New Yorkers can expect more misery on the streets as well as underground if the MTA has to follow through on the austerity measures it unveiled yesterday. The transportation analysts behind the Kheel Plan -- the congestion pricing variant that balances higher driver fees with free transit -- calculate that the likely combination of service cuts and higher fares and tolls will put tens of thousands more cars on the road:
Kheel's team reported these likely consequences from a combination of a 25% across-the-board subway-and-bus fare hike and proposed service cuts, along with a $1.00 increase in MTA bridge and tunnel tolls:
- An additional 30,000 cars (a 4 percent increase) driven into the City’s most congested streets
- A 6 percent drop in subway ridership and a 4 percent drop in bus ridership;
- A 4 percent decrease in already snail-paced traffic speeds
The figures derive from an updated version of the Balanced Transportation Analyzer, the Kheel planners' number-crunching algorithm. The new BTA will be unveiled shortly, together with a revised Kheel Plan, "with time-varying tolls and subway fares sufficient to close the MTA deficit and fund vital expansions." That means the new plan will include the option to charge fares during peak times, spokesman Mark Hannah told Streetsblog. (Charles Komanoff outlined the revisions on Streetsblog this June.)

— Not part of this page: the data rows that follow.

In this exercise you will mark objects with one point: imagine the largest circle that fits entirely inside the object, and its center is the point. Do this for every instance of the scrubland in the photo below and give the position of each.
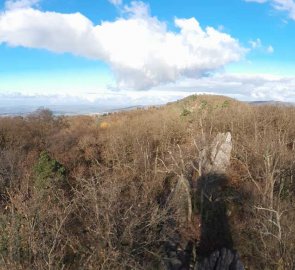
(92, 192)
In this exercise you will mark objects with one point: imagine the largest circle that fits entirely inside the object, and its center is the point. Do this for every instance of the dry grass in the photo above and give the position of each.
(112, 212)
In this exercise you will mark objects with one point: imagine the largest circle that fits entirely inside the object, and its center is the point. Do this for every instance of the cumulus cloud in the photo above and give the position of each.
(139, 48)
(20, 4)
(247, 87)
(283, 5)
(257, 45)
(116, 2)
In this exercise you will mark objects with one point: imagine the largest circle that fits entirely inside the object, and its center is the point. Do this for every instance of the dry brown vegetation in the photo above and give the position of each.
(76, 194)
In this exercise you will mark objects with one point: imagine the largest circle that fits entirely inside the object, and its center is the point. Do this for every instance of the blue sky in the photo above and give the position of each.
(132, 52)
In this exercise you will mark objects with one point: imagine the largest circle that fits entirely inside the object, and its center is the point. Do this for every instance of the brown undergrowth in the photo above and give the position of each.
(92, 192)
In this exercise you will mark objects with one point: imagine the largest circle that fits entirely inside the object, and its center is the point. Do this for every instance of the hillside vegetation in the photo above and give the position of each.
(92, 192)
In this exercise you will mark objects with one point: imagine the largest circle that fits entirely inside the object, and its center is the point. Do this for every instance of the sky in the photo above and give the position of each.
(120, 53)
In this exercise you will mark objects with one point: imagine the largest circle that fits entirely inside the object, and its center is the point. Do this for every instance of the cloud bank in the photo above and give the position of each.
(139, 48)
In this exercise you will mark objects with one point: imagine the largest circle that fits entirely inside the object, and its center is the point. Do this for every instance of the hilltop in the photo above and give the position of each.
(95, 191)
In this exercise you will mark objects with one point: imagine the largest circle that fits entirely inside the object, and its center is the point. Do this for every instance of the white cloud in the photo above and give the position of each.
(248, 87)
(139, 48)
(257, 45)
(257, 1)
(270, 49)
(116, 2)
(20, 4)
(283, 5)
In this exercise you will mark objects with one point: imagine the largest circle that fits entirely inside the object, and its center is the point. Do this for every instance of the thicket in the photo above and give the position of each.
(92, 192)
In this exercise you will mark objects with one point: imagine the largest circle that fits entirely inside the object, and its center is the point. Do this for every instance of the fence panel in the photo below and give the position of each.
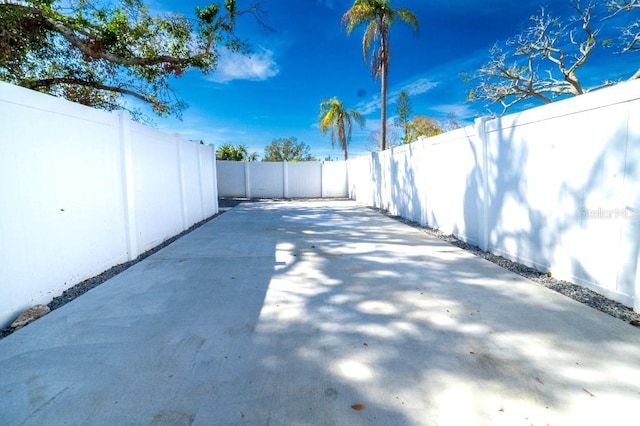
(304, 179)
(84, 190)
(555, 187)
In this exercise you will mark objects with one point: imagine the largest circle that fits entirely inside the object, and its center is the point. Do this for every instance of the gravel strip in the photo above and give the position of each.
(574, 291)
(79, 289)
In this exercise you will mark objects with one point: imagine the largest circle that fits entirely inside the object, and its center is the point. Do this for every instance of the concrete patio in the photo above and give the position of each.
(319, 313)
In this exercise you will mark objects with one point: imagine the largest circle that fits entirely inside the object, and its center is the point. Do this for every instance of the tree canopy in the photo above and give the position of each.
(334, 116)
(377, 16)
(403, 109)
(232, 152)
(98, 53)
(287, 149)
(544, 61)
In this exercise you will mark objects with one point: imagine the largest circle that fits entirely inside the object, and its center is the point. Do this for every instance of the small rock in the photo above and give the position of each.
(30, 315)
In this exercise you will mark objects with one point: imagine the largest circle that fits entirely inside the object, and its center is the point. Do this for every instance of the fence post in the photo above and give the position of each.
(128, 189)
(481, 133)
(200, 182)
(247, 180)
(322, 179)
(183, 202)
(214, 165)
(285, 179)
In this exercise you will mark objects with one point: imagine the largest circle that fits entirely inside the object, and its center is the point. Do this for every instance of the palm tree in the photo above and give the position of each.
(333, 114)
(378, 16)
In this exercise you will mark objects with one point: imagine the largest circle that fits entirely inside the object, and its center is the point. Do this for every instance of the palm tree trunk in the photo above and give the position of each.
(384, 68)
(383, 108)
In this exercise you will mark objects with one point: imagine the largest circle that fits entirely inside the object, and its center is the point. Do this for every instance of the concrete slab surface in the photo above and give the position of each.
(319, 313)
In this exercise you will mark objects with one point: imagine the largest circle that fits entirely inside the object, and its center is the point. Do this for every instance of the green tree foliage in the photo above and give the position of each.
(232, 152)
(333, 115)
(544, 61)
(287, 149)
(98, 53)
(403, 110)
(377, 16)
(422, 126)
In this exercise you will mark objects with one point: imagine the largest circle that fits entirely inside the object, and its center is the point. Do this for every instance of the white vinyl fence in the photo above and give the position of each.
(83, 190)
(555, 187)
(306, 179)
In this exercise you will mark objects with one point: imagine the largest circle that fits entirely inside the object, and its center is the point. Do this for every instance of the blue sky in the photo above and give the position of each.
(276, 92)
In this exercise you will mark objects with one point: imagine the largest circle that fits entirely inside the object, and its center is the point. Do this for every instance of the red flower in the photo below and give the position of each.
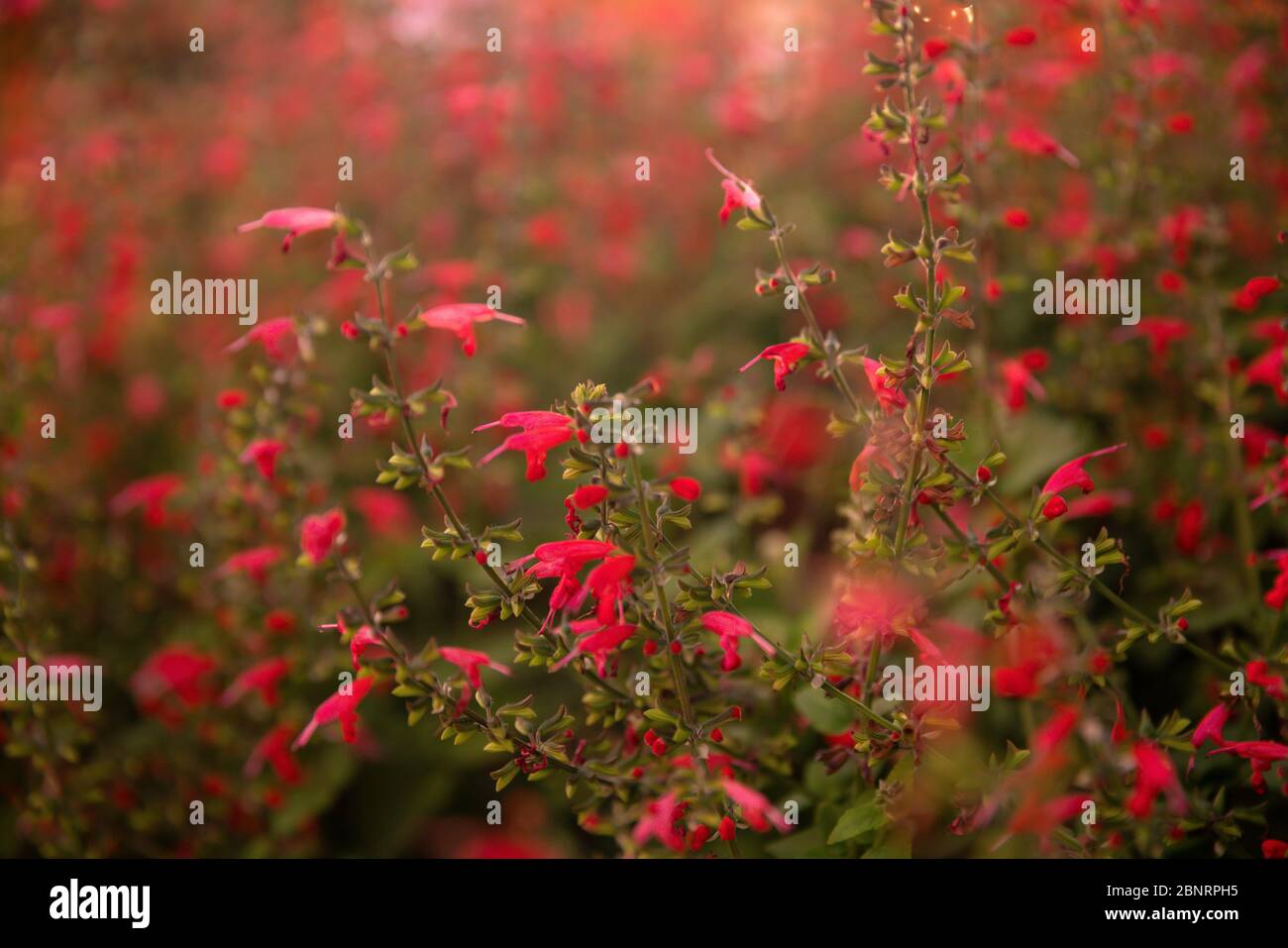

Free transit was not bandied about much at the Ravitch Commission's public hearings in September, but Kheel's team sees a window of opportunity in the next election. "Our major goal is to make our
plan an issue in the 2009 campaign," Hannah said, noting that several electeds have reacted positively to the Kheel proposal. "It's a matter of, at this point,
getting a champion."
Meanwhile, for all you wonks in the audience, follow the jump for more information on the methodology behind the projections.
- The team's findings conservatively reflect the expected reduction in car travel from a $1.00 toll increase on MTA bridges and tunnels.
- The Kheel team assumed that the MTA's subway service cuts result in an average 6% increase in the duration of an average trip.
- The BTA assumes conservatively that only half of “disappeared” transit trips re-materialize as car trips; it also takes carpooling into account, so that each new trip in a car adds less than one new car to the roads.
- The BTA feeds back traffic increases to travel demand (i.e., road gridlock is somewhat self-limiting), thus producing a conservative estimate of the number of additional cars resulting from costlier and less-frequent transit service.
- The BTA includes conservative (low) assumptions of the effect of higher fares on subway use (“price-elasticities” of -0.09 for subway work trips, -0.234 for other subway trips).